I had a similar experience learning gymnastics. Most sensible people get involved in this sport when they are young, say, under 10 years old. But I waited until I was over 30, and it was a bit challenging. One of the early, simple tricks I wanted to learn is called a back extension roll. This is a trick where you do a back summersault, and when you are upside down, you press into a handstand. It really is not a hard trick, but I just couldn’t get it. My coaches, and other kids, (well I wasn’t really a kid at that point…) told me that it was timing, that it was just doing it at the right time, etc.

I had pretty much decided that at 6’2″ and not the strongest person on earth (though I was pretty darn strong then), that I just didn’t have what it took to do this trick. I would get upside down and press for all I was worth to try to get into a handstand, and it just didn’t work. I tried and tried, and tried some more, for weeks.

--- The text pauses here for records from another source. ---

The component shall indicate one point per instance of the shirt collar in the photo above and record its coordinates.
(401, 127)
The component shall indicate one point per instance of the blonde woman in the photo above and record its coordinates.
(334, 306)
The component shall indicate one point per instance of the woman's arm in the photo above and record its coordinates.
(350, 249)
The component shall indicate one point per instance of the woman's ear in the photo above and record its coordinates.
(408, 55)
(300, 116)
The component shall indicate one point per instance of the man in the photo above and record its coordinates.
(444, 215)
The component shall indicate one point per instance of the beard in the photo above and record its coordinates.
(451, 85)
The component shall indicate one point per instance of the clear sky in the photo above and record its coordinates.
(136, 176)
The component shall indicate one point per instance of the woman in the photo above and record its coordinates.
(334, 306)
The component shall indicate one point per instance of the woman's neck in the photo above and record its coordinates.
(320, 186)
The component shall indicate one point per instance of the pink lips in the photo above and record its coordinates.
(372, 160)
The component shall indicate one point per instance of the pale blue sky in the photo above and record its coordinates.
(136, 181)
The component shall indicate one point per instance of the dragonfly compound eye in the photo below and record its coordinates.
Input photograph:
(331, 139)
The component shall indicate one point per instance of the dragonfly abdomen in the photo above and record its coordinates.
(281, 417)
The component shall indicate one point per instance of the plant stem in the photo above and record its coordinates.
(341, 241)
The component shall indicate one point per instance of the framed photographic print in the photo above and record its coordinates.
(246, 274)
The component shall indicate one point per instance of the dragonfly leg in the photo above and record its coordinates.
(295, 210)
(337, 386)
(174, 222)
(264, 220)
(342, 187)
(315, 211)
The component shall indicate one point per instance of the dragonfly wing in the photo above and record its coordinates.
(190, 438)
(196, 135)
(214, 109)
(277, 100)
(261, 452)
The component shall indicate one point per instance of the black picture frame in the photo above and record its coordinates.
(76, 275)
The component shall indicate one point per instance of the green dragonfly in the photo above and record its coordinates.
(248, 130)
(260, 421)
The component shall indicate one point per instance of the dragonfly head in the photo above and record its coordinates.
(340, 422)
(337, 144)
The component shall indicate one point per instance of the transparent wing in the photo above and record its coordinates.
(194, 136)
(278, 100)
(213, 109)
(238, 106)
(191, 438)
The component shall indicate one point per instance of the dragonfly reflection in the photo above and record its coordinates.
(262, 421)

Finally, I asked one of the coaches to do about 50 of them, right in front of me, so I could watch every nuance. He humored me. And… I saw something. What I saw was that his hands actually left the mat right before the handstand. I mean, they came came off the mat by 2-3 inches. And I know that, as strong as my coach was, there was no possible way that he was strong enough to do a handstand pushup with enough energy that he could throw himself all the way off the mat.

So I started looking a little closer, and I discovered what he was doing: He was using his legs. The trick had NOTHING to do with timing, nothing to do with pressing up with your arms or shoulders — not of that. It is a maneuver called a kip, where you shoot your legs out to get the energy needed to move the rest of your body. And as soon as I realized that, I could do the trick. Literally, in the instant that I realized what he was doing, I could do the trick.

What does this have to do with teaching? Even the best teachers and coaches may not be able to teach you want you need to know to succeed. They may not have any idea what they do to succeed themselves; they are capable of it, but will not be able to impart the information to you. Similarly, when I learned to trade futures, I could watch the teachers make many successful trades, but most of the time I could not make them. They cannot teach students beyond a certain level; and it probably is not the level where there can be any significant success. To reach that level, we must go out on our own, we must forget the influence of others in order to be truly successful. We can, and should, build on what they can teach; but we must also develop our own ways.

I think this is true in complex tasks; simpler tasks can be modeled, as we are taught in NLP. There are many studies of relatively simple tasks, such as shooting accurately or performing some particular physical skill well — we can find someone who does that well, and model it, and duplicate it. It will be very hard to equal or surpass them, though, unless we develop our own path.

And perhaps, if we could truly accurately model more complex behavior, then we could also perform that behavior. But it is well nigh impossible to model it if the people doing it don’t even know what they are doing.